Though there are significant pitfalls that Blumenstock presents regarding the effectiveness of big data being used to help development, he does also present a way forward as an elementary solution to the root problem of the lack of representation of those who need help in the data sets meant to be used to help them. Blumenstock asserts that we must: validate, that is, create data sources to complement old ones and promote collaboration between organizations and researchers who can both benefit from the same data; customize, by contextualizing programs and data sets so that they benefit the people who we are trying to help; and deepen collaboration, by linking people in areas in need with those creating the programs. One flaw that I find with Blumenstock’s solutions is that they all derive from the same central solution: to foster collaboration and inclusivity of the people whom data scientists, researchers, governments, and companies are trying to help. Thus, I feel like the solution could have come across as a more powerful argument and segway to the ending if Blumenstock had not separated it into sections.

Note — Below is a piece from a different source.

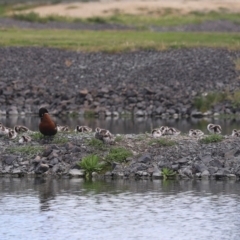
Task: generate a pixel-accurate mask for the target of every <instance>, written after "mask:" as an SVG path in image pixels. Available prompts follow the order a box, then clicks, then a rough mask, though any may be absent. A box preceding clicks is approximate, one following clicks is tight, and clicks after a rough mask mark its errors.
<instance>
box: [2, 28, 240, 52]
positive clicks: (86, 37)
mask: <svg viewBox="0 0 240 240" xmlns="http://www.w3.org/2000/svg"><path fill="white" fill-rule="evenodd" d="M0 35H1V38H0V46H2V47H7V46H18V47H20V46H22V47H24V46H35V47H53V48H61V49H70V50H77V51H84V52H94V51H102V52H111V53H116V52H123V51H136V50H166V49H175V48H176V49H178V48H184V47H188V48H191V47H217V48H228V49H239V48H240V34H238V33H187V32H164V33H157V32H147V31H141V32H140V31H76V30H63V29H61V30H49V29H44V30H32V29H24V30H23V29H14V28H11V29H1V30H0Z"/></svg>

The three concepts of good intent, transparency, and the balancing act are connected in a way such that they build on each other, with good intent fostering transparency and transparency leading to a more clear view of how to approach the balance of helping some group without accidentally harming another. I agree with Anna that good intent is just not enough, after all, that is the basis of Blumenstock’s piece. The beginning of the process of transforming how we view data science in relation to human development is establishing good intentions: that data will be used for its true purpose and not purely for profit, that data scientists will try their best to cover marginalized groups, and that research will be put into practice using software and ways that are customized to the groups needing help. After good intent is established, keeping in mind that pure promises are not sufficient to enact change, transparency must next be established. I agree with Nira’s assertion that a major issue is a transparency on the part of the researcher and those needing assistance. However, this is fallible because human nature is not altruistic, so it is difficult for transparency in situations where corporations might be seeking profits or people might be seeking aid because they need to help themselves rather than think about the good of the whole, such as the example provided in the article where people pretended to live in thatched rather than iron-roofed houses. Transparency, not good intentions, is then the main obstacle in the intersection between data science and human development, and without transparency, it’s not possible to balance trying to aid development without misrepresenting or forgetting marginalized groups.